Hint: Refer back to Lecture 5a: Intro to R for a refresher on what it means to join two databases, and how to do so explicitly using the merge function in R.

Let’s start by joining the two data frames already in memory, covid and hdi. What variable (or variables) do you think we should join by? If your answer is “Country”, you are on the same page as us! But it is not going to be as simple as:

combined <- merge(covid, hdi, by = "Country")

Try this, and then try to identify the problem. Hint: How many rows are in covid? And how many are in combined? Use nrow to find out.

You should have noticed that some countries for which there exist COVID-19 data do not appear in combined …and one of those countries is none other than… the United States of America!

Here’s how you can list the missing countries:

covid[which(!(covid$Country %in% hdi$Country)), ]$Country

This command outputs the countries that are in the hdi data frame, but are not in covid.

The United States of America is missing from combined because it appears as "United States of America" in covid but as simply "United States" in hdi. This error must be fixed manually. There are a number of ways to correct this, including:

covid$Country[which(covid$Country == "United States of America")] <- "United States"

There are several more errors which must be fixed manually. For example, “Estonia” is spelled incorrectly in the covid data frame. This error can be corrected using the same pattern we used to standardize the name of the United States:

covid$Country[which(covid$Country == "Estona")] <- "Estonia"

In addition, Canada and Uruguay have spurious spaces after their names. As above:

covid$Country[which(covid$Country == "Canada ")] <- "Canada"
covid$Country[which(covid$Country == "Uruguay ")] <- "Uruguay"

Finally, taking the country names in the hdi, rather than the covid, data frame as the gold standard, here are the remaining corrections:

covid$Country[which(covid$Country == "Iran")] <- "Iran (Islamic Republic of)"
covid$Country[which(covid$Country == "South Korea")] <- "Korea (Republic of)"
covid$Country[which(covid$Country == "The United Kingdom")] <- "United Kingdom"
covid$Country[which(covid$Country == "Venezuela")] <- "Venezuela (Bolivarian Republic of)"
covid$Country[which(covid$Country == "Vietnam")] <- "Viet Nam"

Run this command again:

covid[which(!(covid$Country %in% hdi$Country)), ]$Country

Having made all of the corrections we can, let’s merge the data frames again:

clean_combined <- merge(covid, hdi, by = "Country")
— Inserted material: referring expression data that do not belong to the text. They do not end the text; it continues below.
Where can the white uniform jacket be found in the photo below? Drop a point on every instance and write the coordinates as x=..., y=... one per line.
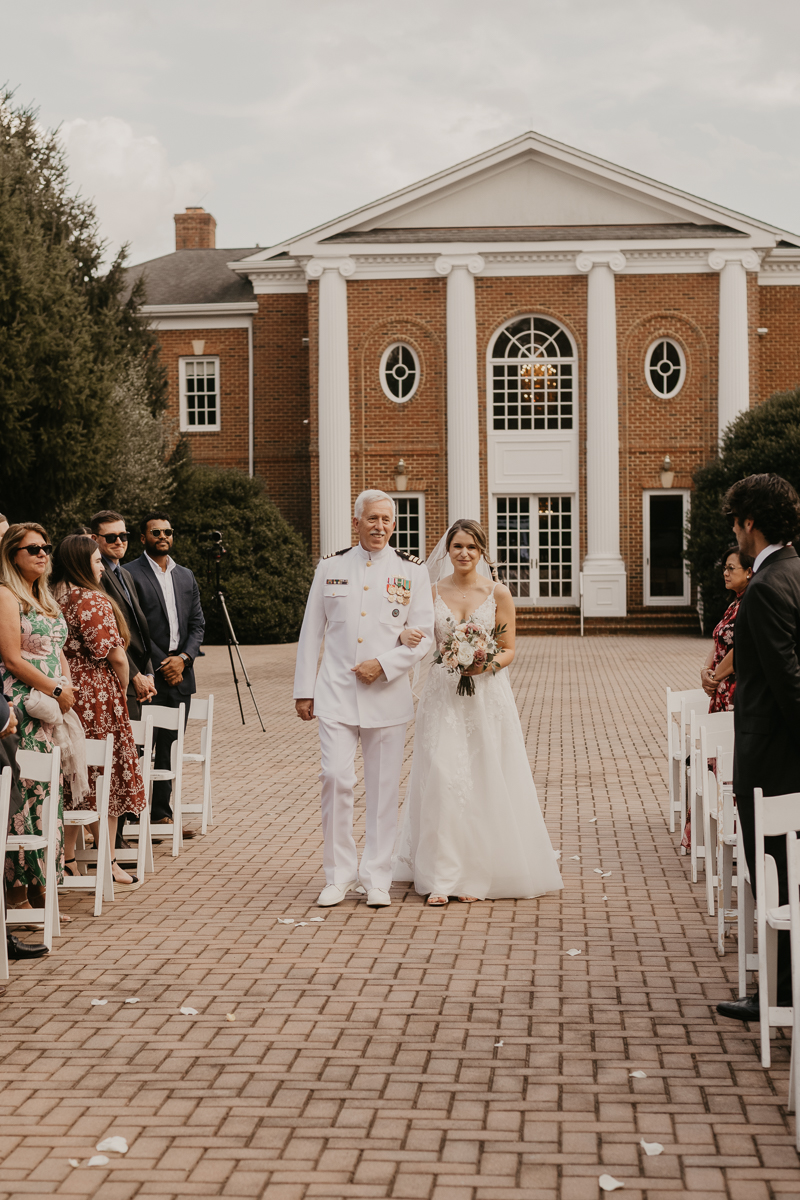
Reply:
x=358, y=604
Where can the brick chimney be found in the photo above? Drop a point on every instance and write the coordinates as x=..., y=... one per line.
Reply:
x=194, y=229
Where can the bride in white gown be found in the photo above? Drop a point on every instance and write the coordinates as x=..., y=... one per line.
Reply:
x=471, y=826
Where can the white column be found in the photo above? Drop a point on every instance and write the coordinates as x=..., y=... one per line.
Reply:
x=603, y=570
x=734, y=342
x=463, y=442
x=334, y=402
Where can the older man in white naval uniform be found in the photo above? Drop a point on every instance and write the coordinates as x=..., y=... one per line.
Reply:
x=360, y=601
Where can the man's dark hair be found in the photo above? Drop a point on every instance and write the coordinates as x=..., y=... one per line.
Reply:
x=104, y=517
x=769, y=502
x=154, y=516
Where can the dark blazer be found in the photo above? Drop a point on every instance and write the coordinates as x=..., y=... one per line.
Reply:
x=767, y=664
x=191, y=622
x=139, y=653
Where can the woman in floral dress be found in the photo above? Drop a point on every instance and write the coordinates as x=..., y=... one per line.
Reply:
x=32, y=633
x=95, y=649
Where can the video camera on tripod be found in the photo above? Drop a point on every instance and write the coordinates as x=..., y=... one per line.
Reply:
x=212, y=547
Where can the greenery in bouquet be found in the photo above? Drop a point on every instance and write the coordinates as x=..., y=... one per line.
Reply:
x=467, y=648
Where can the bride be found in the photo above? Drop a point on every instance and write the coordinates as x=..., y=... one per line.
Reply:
x=471, y=826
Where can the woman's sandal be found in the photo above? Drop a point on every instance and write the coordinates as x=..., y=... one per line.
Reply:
x=131, y=879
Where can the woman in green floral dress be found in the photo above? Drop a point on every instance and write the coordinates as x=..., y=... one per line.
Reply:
x=32, y=633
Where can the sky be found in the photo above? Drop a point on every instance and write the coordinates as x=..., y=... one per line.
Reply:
x=276, y=117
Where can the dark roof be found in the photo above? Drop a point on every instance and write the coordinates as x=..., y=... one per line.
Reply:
x=193, y=276
x=540, y=233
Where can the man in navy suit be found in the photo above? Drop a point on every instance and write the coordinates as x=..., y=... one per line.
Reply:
x=170, y=601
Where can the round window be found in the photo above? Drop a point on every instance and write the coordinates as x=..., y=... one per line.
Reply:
x=400, y=372
x=665, y=367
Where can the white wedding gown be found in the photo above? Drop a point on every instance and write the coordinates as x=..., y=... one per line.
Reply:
x=471, y=823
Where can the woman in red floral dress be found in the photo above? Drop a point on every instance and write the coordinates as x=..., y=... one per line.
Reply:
x=95, y=651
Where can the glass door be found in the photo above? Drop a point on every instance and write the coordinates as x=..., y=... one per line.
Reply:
x=666, y=576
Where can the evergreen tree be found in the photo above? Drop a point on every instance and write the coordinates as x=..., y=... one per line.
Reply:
x=765, y=438
x=66, y=336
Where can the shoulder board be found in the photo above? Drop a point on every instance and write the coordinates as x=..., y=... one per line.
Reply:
x=409, y=558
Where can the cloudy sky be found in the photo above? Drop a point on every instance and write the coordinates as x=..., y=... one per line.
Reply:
x=280, y=115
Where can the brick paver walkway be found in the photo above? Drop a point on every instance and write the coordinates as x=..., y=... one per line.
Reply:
x=451, y=1055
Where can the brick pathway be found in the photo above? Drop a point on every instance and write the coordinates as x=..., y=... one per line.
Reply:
x=452, y=1055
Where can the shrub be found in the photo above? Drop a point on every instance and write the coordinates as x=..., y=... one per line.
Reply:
x=765, y=438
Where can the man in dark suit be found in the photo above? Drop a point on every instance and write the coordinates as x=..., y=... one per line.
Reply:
x=765, y=516
x=170, y=601
x=108, y=531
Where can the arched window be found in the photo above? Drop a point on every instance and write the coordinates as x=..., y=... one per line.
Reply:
x=533, y=376
x=665, y=367
x=400, y=372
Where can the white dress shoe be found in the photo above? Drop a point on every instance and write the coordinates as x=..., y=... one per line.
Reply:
x=334, y=894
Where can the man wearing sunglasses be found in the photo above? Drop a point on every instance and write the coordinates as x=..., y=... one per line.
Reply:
x=170, y=600
x=108, y=531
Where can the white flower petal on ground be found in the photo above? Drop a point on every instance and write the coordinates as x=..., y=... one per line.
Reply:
x=116, y=1144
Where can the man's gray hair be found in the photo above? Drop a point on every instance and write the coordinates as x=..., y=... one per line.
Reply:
x=370, y=497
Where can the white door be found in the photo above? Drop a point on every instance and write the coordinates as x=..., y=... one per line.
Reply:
x=666, y=573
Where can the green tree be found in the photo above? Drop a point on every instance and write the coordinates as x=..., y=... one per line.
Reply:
x=265, y=571
x=66, y=336
x=765, y=438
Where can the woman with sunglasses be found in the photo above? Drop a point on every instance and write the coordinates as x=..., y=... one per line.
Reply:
x=32, y=634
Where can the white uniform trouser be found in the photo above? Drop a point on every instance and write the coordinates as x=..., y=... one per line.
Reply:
x=383, y=759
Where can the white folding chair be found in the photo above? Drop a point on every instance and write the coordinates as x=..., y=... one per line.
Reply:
x=695, y=701
x=202, y=711
x=41, y=768
x=775, y=817
x=716, y=730
x=793, y=863
x=6, y=779
x=100, y=753
x=140, y=832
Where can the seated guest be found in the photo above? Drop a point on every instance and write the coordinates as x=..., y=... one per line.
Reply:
x=32, y=633
x=95, y=649
x=717, y=678
x=170, y=601
x=108, y=531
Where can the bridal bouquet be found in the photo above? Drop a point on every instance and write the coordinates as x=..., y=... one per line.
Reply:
x=468, y=645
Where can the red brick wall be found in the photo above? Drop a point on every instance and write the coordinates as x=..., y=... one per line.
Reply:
x=282, y=408
x=227, y=448
x=684, y=307
x=780, y=348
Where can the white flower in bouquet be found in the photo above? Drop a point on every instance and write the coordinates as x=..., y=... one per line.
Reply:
x=465, y=654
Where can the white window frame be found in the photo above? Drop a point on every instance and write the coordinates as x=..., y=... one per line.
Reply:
x=384, y=357
x=420, y=497
x=684, y=600
x=181, y=387
x=667, y=395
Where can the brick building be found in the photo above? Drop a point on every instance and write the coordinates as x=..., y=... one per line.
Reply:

How many rows are in clean_combined?

Data Analysis

Now that you’ve joined these data, you can do a more thorough analysis!

1. Plot human development group versus vaccination rate. As human development group is a factor, box plots are recommended. What are the median vaccination rates for the different groups? Which countries have the greatest vaccination rates?

Hint: Use the factor function to assign an ordering to the “Human.Development.Group” factors:

clean_combined$Human.Development.Group <- factor(clean_combined$Human.Development.Group, levels = c("Low", "Medium", "High", "Very High"))

2. Grouped by region, what are the average infection and death rates?

End of Studio

When you are done please call over a TA to review your work, and check you off for this studio. If you do not finish within the two hour studio period, remember to come to TA office hours to get checked off.